Mona Eltahawy, writing in the Daily News of Egypt, raises questions concerning the relationship between a democratic society and the rights of Muslim fundamentalists. She discusses her interaction with Khaled Hamz Salam, who is a member of the Muslim Brotherhodd and recently was arrested by Egyptian autorities. Ms. Eltahawy emphasizes she completely disagrees with the views of Salam and doubts if she, as modern secular woman, would have any opportunity to express her views in a nation led by the Muslim Brotherhood. However, much to her surprise, Salam has reprinted her views on his web site and insists if the Brotherhood ever took over, the rights of women would be protected. He is now one of 750 members of the Muslim Brotherhood who have been imprisoned.
Mona Eltahawy believes President Mubarak uses scare tactics to maintain power by frightening the West with tales of Islamic oppression if the Brotherhood was allowed to participate in politics and eventually gain power. The spectre of Islamic fundamentalism allows Mubarak to continue his dictatorial rule which, after his death, might be followed by the rule of his son. She believes arresting people like Salam who respect women’s rights represent a threat to the Egyptian government attempt to protray all Brotherhood members as extremists and terrorists.
Her column raises the issue if a new generation of Muslim Brotherhood leaders is emerging who are more in tune with the modern world. Certainly, the example of Turkey shows a fundamentalist government still respects secularism.
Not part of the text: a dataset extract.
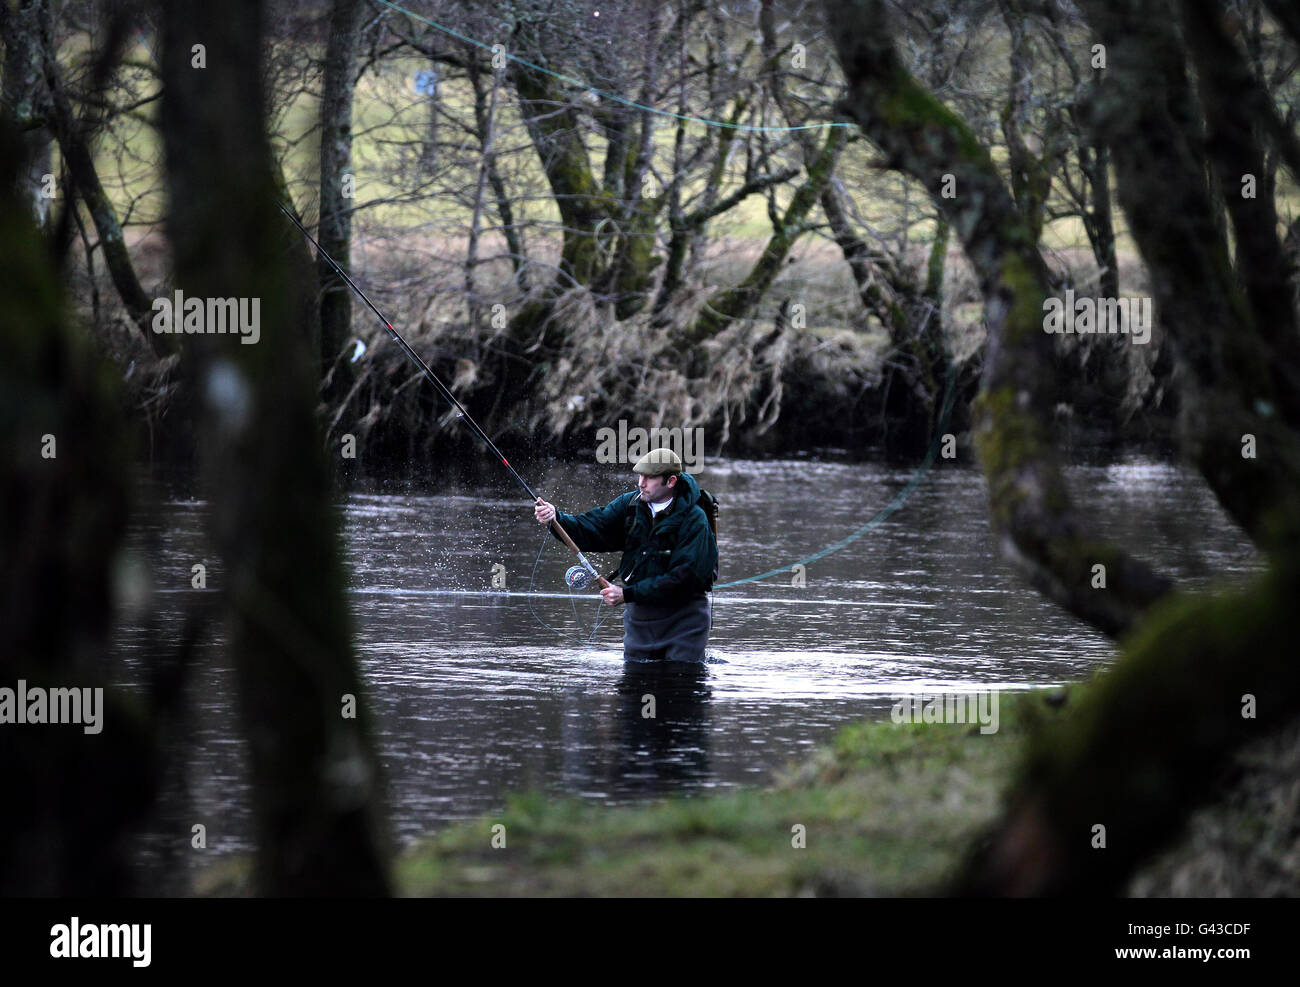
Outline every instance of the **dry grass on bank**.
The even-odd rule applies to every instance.
[[[167,291],[162,234],[133,234],[129,242],[146,291]],[[564,341],[558,352],[539,349],[525,354],[534,361],[530,368],[534,377],[530,393],[522,396],[498,395],[496,390],[503,348],[501,329],[491,318],[492,305],[501,301],[508,318],[524,300],[513,285],[506,260],[496,254],[495,260],[476,269],[481,321],[471,324],[465,273],[459,263],[463,243],[434,236],[392,239],[366,233],[358,236],[357,243],[353,270],[358,281],[411,345],[462,400],[480,412],[508,397],[515,407],[505,421],[529,441],[582,442],[582,436],[611,418],[626,418],[645,427],[703,425],[717,436],[719,448],[739,440],[751,451],[762,451],[785,444],[784,433],[791,423],[787,419],[778,425],[783,415],[800,415],[807,420],[805,432],[827,432],[827,444],[843,445],[847,444],[845,429],[854,428],[855,421],[869,417],[876,407],[863,401],[881,380],[888,337],[863,312],[838,247],[824,239],[808,237],[796,245],[755,318],[733,325],[706,345],[707,372],[702,377],[684,372],[672,330],[694,319],[714,291],[739,281],[759,256],[763,241],[723,238],[711,243],[693,285],[669,311],[668,326],[653,320],[648,311],[615,322],[608,305],[585,291],[570,291],[554,313]],[[558,257],[543,244],[534,246],[539,249],[531,276],[535,282],[542,276],[549,280],[547,264]],[[485,241],[484,256],[494,256],[499,247]],[[918,243],[907,262],[919,268],[925,259],[925,247]],[[1096,267],[1088,251],[1063,248],[1053,251],[1051,260],[1070,271],[1081,292],[1095,285]],[[1123,290],[1141,293],[1145,280],[1140,263],[1125,255]],[[178,361],[154,357],[140,332],[125,319],[102,268],[94,284],[100,307],[98,344],[121,368],[127,401],[146,427],[150,432],[166,429],[179,387]],[[90,322],[91,281],[84,270],[74,270],[72,287],[82,318]],[[948,345],[954,358],[964,362],[983,343],[983,304],[958,249],[950,251],[945,268],[945,299]],[[802,327],[785,325],[777,331],[783,305],[802,306]],[[354,305],[353,325],[367,348],[352,367],[357,383],[346,401],[322,408],[330,435],[339,431],[364,435],[379,429],[429,441],[427,436],[447,424],[446,409],[422,393],[412,368],[360,302]],[[1091,372],[1089,361],[1095,359],[1094,342],[1079,337],[1061,337],[1057,342],[1072,354],[1084,379]],[[1133,382],[1132,407],[1123,409],[1127,416],[1150,389],[1150,363],[1157,348],[1123,349],[1105,358],[1125,361],[1122,373]],[[520,397],[526,400],[520,402]],[[793,441],[803,441],[802,435],[794,434]]]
Perhaps, a major problem of the current Bush administration is being blinded by words like “terrorism” or “religious fundamentalism” which leads them to support dictatorship who rule in the name of being better than fundamentalism.
The real question is whether a third road is beginning to be created in the Muslim world which allows both fundamentalist and modern man and woman to walk alongside one another into the future.